I have a question regarding the Kraken 2 classifier, and maybe you would be able to let me know if I am thinking about this incorrectly. For Kraken 2, to build our own custom database, we need the following (Here is the reference):
1) Install a taxonomy (NCBI)
2) Install one or more reference libraries (we can also include our own sequences in this step using FASTA files)
3) Build the database using certain Kraken 2 command
For Kraken 2, to add other genomes for step 2, the documentation says to have sequences in FASTA or multi-FASTA files. Each sequence ID in the file(s) should also contain an NCBI accession number or an explicit assignment to a taxid. If I had my own database that has a column of strain sequences, strain names, and another column with the matching NCBI accession number, I would I be able to add these sequences to step 2 by making my own FASTA file from this information.

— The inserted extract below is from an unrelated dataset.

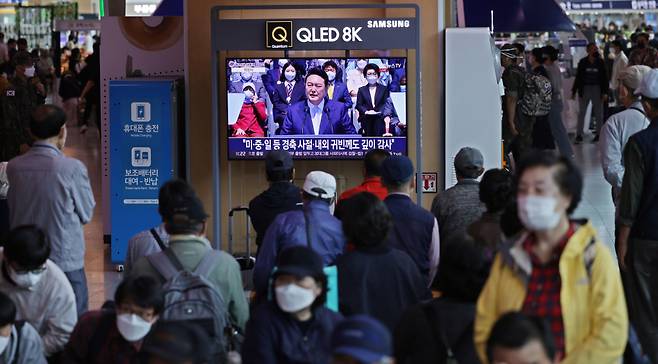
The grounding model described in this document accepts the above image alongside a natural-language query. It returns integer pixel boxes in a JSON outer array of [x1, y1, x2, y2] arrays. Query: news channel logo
[[266, 21, 293, 49]]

Would it be possible to get Kraken 2 to classify reads that match these strains from our own custom database? (Kraken 2 documentation says that it does not classify reads at the strain level)
I suppose I'm more confused about why some tools only allow for classification to the species level when we can make your own database that provides sequences at the strain level (unless the classifier tool is not able to look up the strain information from NCBI to be able to classify the reads properly)? Please let me know if there is any gap in my understanding.
UPDATE: Kraken 2 allows for strain level if you use your own custom database as long as the kmers are unique enough to classify at the strain level.